Gamma angular correlations¶

When using Geant4 11.3 or higher, the simulation of angular correlations between gammas emitted coincident with a radioative decay are enabled. This can be controlled by /RMG/Processes/EnableGammaAngularCorrelation.

Internal Bremsstrahlung¶

Internal Bremsstrahlung is a radiative correction to beta decay where a photon is emitted along with the beta particle and neutrino. Unlike external bremsstrahlung (which occurs when the beta particle interacts with matter after emission), internal bremsstrahlung is emitted directly from the nucleus during the decay process itself.

The IB photon energy spectrum is continuous, extending from zero up to the Q-value of the decay. For Ar-39 (Q = 565 keV), the IB photons are typically soft (low energy), with most photons below 0.5 MeV. The spectrum is calculated based on [7].

The Inner Bremsstrahlung process is disabled by default in remage. To activate Inner Bremsstrahlung process, please use the command /RMG/Processes/EnableInnerBremsstrahlung before /run/initialize.

Production cuts and step limits¶

Production cuts¶

Production cuts are specified in length units (as usual in Geant4), and applied per particle type (gamma, electron, positron, proton).

Two regions are supported with separate production cuts, a default region (world volume) and a sensitive region.

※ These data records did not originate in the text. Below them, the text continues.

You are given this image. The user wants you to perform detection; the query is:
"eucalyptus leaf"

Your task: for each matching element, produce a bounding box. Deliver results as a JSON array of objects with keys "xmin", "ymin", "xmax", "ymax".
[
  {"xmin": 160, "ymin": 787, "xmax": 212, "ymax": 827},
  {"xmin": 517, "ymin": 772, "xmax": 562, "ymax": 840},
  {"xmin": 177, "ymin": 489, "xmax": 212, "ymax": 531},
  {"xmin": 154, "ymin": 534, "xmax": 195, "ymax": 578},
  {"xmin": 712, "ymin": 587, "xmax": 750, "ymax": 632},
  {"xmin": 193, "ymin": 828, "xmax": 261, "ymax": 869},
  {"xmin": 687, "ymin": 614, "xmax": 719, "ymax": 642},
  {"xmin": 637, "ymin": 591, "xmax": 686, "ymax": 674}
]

/RMG/Processes/DefaultProductionCut {LENGTH} [mm]
/RMG/Processes/SensitiveProductionCut {LENGTH} [mm]

Note

The default cuts are tuned for low-energy applications (≈ 100 keV in Ge)
The energy range for production cuts is explicitly set for low energy physics (200 eV to 100 GeV).
All registered sensitive detectors will be automatically added to the sensitive region.

Step Limits¶

The G4StepLimiterPhysics is always added, but will not have an effect by default. It allows volume-level step limits to be enforced if configured elsewhere (e.g. in a GDML file).

Todo

document this somewhere, and add some python code for this.